She stops by the church office to pick up a few things. We chat, mostly small talk, and, as she turns to leave, she asks, “How are you?”
She has this way of asking as if it’s the most important question you’ll answer today, as if she longs to know, as if the answer actually matters. A smile reaches her eyes and spreads across her face, head slightly tilts, as she awaits my reply.
I pause. “I’m doing really well.”
I didn’t mean for the answer to come out the way it did, as if I was surprised by my own words. I’m doing well.
“Do you not often stop to think about it?” she smiles.
“Outside of therapy, no. That’s my one hour a week to really stop and think and deconstruct things. Other than that I really try not to.”
Before I knew it we were swapping stories of therapy, about when we first realized we were beginning to heal, about how early life experiences left deep scars, about how our lives are complex and beautiful messes, about how we struggle still and compare and despair.
“I’ve come to realize,” she says after a pause, “That wherever I am, it’s ok.”
Wherever I am, it’s ok. The years it’s taken me to realize this!

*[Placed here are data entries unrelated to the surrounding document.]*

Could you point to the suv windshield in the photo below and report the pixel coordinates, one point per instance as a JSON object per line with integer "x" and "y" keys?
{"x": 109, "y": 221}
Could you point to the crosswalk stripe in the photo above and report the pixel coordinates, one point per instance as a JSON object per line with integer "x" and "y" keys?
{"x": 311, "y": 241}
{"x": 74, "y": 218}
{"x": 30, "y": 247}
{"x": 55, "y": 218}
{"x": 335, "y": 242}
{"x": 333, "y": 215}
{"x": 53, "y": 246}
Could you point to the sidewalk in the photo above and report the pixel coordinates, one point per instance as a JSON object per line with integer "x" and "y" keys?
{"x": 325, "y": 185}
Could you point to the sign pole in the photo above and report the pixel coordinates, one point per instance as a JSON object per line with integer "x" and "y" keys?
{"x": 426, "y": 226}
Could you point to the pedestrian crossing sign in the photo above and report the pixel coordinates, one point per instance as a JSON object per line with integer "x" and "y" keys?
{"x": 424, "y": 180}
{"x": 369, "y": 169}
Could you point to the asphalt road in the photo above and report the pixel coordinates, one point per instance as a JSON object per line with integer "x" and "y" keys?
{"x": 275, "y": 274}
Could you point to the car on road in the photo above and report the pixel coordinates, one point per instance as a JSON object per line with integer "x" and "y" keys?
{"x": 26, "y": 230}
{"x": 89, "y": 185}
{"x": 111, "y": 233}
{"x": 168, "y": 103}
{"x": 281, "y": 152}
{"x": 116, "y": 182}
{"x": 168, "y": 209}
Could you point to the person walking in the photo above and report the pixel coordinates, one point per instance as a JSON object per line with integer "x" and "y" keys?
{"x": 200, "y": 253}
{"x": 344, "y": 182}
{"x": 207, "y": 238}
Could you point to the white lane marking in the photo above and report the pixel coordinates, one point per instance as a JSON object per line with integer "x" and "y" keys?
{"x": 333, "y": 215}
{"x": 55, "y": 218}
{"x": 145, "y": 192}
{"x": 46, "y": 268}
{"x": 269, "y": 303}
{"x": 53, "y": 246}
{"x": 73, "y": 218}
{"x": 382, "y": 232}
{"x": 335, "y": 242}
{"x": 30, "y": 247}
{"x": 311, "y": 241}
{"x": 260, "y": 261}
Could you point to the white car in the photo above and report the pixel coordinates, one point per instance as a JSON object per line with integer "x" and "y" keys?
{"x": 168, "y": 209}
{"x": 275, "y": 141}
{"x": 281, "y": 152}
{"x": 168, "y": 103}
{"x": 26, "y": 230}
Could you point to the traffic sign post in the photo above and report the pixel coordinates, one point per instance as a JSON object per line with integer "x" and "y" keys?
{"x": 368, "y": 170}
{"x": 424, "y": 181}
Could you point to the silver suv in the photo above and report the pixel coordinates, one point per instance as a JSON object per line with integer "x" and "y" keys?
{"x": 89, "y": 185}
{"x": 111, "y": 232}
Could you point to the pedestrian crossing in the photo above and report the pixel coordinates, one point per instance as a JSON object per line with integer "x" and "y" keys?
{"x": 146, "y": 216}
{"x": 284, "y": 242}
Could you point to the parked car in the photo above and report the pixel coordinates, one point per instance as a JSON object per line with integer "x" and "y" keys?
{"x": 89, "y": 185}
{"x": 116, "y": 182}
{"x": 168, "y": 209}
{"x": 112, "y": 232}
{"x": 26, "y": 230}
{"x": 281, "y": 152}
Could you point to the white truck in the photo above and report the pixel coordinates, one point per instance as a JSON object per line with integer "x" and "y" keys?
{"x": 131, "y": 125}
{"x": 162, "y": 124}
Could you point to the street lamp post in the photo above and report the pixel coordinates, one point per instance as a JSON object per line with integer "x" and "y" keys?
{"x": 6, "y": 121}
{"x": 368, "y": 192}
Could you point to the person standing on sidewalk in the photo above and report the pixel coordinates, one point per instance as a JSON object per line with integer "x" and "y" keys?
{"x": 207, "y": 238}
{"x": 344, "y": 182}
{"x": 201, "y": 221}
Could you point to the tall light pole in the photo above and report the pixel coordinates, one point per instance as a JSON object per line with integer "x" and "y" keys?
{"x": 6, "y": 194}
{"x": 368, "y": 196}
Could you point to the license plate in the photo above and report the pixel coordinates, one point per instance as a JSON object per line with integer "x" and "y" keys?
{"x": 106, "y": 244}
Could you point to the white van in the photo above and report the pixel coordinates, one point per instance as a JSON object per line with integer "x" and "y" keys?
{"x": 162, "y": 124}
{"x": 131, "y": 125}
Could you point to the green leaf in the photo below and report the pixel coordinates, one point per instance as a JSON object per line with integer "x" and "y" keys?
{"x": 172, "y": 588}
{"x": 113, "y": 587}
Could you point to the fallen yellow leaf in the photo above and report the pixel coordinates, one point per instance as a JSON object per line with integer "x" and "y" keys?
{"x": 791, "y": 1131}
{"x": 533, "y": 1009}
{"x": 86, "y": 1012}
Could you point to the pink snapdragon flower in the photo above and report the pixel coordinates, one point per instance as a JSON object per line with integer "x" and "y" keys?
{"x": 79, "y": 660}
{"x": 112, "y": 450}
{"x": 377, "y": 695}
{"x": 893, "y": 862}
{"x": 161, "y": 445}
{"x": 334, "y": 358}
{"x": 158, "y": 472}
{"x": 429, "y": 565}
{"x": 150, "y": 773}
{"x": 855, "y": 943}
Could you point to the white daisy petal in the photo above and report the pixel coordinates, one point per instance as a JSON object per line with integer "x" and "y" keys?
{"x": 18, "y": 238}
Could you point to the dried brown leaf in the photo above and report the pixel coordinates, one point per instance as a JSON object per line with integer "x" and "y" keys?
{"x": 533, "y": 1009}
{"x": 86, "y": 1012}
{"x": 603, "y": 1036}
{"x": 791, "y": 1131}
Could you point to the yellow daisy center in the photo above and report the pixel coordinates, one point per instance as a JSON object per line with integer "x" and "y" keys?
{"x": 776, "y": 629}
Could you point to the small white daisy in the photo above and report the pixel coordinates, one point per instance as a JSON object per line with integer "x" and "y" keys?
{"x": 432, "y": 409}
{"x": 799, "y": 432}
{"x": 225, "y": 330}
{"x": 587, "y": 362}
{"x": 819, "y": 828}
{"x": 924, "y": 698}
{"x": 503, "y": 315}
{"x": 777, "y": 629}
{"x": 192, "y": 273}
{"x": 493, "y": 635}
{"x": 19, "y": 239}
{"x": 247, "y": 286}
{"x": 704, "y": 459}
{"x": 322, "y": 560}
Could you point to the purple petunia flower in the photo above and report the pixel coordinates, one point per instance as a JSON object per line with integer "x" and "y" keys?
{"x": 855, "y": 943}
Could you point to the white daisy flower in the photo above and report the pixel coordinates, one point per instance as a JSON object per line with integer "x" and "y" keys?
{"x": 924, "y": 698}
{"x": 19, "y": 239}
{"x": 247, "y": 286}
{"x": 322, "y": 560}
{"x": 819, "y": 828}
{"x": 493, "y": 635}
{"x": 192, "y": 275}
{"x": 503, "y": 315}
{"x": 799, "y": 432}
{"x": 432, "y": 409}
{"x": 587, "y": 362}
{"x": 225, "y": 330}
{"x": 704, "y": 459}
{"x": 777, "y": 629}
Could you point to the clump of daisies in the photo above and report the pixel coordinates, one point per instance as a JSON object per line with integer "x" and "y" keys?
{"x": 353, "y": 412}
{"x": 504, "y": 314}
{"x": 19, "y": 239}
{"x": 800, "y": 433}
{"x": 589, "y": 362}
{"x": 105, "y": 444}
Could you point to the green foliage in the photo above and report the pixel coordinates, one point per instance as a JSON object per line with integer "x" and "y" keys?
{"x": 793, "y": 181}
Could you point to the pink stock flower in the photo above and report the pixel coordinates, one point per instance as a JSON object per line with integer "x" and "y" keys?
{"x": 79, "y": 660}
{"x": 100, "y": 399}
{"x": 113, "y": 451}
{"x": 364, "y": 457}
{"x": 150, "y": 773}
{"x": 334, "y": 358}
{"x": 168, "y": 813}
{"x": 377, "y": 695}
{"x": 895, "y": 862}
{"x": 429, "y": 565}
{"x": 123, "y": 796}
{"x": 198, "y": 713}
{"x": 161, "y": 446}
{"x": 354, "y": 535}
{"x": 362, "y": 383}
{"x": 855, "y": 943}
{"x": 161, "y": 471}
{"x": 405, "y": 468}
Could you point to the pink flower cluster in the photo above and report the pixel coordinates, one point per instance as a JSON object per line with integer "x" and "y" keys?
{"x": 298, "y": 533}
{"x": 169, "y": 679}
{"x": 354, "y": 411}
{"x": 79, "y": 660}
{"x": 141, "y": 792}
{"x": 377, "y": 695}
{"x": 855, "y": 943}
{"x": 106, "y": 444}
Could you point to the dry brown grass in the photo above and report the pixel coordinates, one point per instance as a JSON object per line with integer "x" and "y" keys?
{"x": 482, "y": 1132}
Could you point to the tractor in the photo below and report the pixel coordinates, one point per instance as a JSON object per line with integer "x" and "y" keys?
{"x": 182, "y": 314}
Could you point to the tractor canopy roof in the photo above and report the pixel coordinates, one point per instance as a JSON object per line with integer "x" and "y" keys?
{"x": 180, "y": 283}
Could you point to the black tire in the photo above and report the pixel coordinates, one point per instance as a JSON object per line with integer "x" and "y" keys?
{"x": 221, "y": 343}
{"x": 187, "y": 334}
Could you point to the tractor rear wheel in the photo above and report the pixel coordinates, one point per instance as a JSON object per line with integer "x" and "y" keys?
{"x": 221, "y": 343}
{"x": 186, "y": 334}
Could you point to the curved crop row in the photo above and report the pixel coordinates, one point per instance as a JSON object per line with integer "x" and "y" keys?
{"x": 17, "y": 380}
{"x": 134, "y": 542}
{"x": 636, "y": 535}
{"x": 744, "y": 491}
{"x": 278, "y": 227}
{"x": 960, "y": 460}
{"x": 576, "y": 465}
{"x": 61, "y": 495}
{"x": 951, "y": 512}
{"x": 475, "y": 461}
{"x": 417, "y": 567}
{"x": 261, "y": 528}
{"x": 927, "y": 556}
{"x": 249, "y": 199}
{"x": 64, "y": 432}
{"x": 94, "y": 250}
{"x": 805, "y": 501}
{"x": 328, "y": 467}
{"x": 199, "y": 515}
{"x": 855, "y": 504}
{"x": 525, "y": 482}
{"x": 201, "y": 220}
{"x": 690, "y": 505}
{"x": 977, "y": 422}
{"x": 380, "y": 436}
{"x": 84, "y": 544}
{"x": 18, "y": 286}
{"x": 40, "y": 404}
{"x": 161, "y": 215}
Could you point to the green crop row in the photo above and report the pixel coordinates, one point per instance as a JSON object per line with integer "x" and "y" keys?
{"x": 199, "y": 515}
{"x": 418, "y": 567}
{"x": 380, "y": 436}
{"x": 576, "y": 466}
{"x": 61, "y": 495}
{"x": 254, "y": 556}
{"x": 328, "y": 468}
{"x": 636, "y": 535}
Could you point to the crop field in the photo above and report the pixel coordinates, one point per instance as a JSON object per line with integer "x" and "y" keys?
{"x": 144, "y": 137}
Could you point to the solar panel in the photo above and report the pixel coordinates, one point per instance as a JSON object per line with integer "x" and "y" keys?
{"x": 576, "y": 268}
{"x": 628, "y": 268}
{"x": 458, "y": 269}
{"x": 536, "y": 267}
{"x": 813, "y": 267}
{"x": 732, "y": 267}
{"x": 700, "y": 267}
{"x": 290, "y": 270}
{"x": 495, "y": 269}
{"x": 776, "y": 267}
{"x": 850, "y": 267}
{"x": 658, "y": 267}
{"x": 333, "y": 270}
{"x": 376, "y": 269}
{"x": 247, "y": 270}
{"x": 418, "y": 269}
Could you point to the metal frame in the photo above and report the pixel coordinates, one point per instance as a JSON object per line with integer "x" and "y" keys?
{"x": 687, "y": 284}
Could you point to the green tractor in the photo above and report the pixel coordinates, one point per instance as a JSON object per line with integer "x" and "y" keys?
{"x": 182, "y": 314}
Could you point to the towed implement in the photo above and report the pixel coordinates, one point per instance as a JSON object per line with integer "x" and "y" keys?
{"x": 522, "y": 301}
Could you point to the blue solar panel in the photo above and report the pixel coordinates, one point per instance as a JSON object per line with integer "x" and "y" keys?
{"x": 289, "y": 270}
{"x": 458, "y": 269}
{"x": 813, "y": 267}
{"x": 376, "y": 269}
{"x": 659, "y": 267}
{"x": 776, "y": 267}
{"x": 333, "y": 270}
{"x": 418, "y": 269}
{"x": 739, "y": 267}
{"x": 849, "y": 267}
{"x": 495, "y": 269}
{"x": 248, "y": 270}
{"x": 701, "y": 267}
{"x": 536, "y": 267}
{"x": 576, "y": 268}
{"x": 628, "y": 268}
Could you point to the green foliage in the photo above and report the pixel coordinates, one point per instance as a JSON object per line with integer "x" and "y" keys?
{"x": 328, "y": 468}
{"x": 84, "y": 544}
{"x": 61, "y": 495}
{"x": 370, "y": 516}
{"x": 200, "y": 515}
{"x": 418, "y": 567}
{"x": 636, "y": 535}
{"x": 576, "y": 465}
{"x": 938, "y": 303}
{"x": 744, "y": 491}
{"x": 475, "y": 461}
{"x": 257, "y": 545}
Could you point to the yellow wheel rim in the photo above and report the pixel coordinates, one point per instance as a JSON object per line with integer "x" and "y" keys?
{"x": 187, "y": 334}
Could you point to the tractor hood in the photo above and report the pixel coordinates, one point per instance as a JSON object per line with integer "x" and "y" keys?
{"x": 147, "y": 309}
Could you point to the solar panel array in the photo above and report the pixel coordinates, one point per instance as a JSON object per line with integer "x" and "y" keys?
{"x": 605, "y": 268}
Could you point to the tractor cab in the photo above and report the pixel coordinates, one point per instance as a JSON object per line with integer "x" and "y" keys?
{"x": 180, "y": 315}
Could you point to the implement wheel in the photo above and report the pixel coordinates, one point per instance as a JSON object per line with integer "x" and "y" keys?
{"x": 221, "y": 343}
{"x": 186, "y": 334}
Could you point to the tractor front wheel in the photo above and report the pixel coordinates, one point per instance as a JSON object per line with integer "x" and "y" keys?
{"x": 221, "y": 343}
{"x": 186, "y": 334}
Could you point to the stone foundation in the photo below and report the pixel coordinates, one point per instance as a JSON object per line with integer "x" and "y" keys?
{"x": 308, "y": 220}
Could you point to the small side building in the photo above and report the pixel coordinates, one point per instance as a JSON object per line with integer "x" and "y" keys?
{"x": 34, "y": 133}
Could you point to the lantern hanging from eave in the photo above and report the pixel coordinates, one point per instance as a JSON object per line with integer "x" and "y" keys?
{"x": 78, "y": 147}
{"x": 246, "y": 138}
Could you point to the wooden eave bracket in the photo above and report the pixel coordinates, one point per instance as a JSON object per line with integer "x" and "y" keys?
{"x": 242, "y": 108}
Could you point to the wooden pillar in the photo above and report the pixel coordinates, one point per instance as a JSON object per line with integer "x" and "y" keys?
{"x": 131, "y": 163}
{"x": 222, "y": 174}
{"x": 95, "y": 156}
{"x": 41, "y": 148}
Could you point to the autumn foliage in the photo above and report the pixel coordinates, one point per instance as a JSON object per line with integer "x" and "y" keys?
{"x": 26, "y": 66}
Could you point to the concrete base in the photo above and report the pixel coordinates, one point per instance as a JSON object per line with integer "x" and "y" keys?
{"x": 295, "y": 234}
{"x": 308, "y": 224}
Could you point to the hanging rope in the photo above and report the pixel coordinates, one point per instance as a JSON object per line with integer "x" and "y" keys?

In times of joy, it’s ok. In times of pain, it’s ok. In times of suicidal thoughts, it’s ok. In times of guilt and shame, it’s ok. In times of struggle, it’s ok. In times of hope, it’s ok. In times of growth, it’s ok. In times where my mind is spinning and I don’t even know what to think or say or do, it’s ok.
It doesn’t mean that you haven’t been wronged, that you haven’t made mistakes, that you haven’t suffered or won’t continue to, but it means that those feelings you have, the ones that are suffocating you, are natural and real and it is ok to feel them. You are ok to feel them.
It’s so easy to wish to be “there” already– to be depression free, to be whole, to be fulfilled, to be hope-filled. When really, all I need to do is be. And that can be the hardest thing, to sit with discomfort, really sit with it, until it rattles in your bones.
I agree with Terry Tempest Williams when she says, “I fear silence because it leads me to myself, a self I may not wish to confront. It asks me to listen. And in listening I am taken to an unknown place. Silence leaves me alone in a place of feeling. It is not necessarily a place of comfort.”
When is the last time you left yourself in a place of feeling? It’s terrifying. It’s strange. It’s uncomfortable. But, it’s ok. And so are you.